オザイ監督:その通りですね。しかも子役がアマチュアですから。
 
――画作りの美しさが印象的ですがどのようなプロセスを?
オザイ監督:芸術監督の作り出す雰囲気を重視したのが本作のアプローチです。ロケ地は撮影監督のセバスティアン・ウェーバーが探してきた場所で、作品にピッタリだったんですが。人里離れた泊まるところもない場所だったので準備には苦労しました。
 
――長編処女作となると資金やスケジュールで厳しかったのでは?
オザイ監督:企画から完成まで4年以上かかりました。実は、トルコにはインディペンデント映画を支援する組織があまりなく、文化観光省映画総局の支援プログラムがメジャーです。本作はその審査に通ったことで実現しました。でも、この審査は初回の提出では絶対に通らないことで有名で、私も2度目の申請で合格したんです。

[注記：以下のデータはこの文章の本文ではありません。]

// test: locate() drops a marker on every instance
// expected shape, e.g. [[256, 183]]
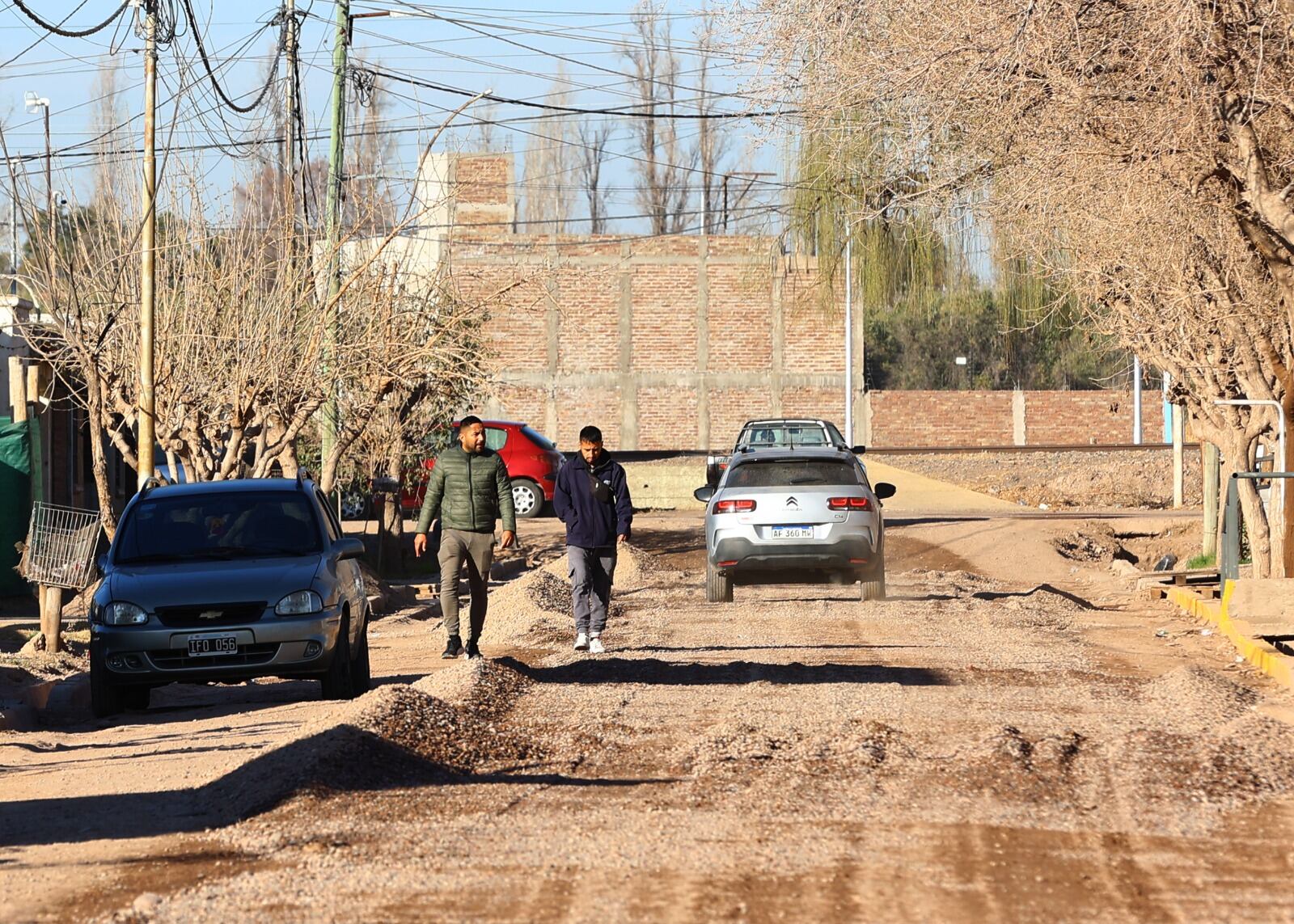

その後、アンタルヤ国際映画祭の企画開発プラットフォームで、TRT(トルコ・ラジオ・テレビ協会)の賞を受賞したことをきっかけに、TRTと共同プロデュースすることができたんです。面倒なことは多かったんですが、初長編で支援を受けられたのはラッキーでした。
 
――多くのサポートを受けられたことは、トルコの若い映画人に勇気を与えましたね。
オザイ監督:もちろん。その人たちに必要なことはまず決心すること。そして、やりきる頑固さ。私は映画芸術とは“解決を見つける芸術”として考えられると思っています。トルコ国内での映画制作に携わっている人たちは、その道を見つけ出すべきですね。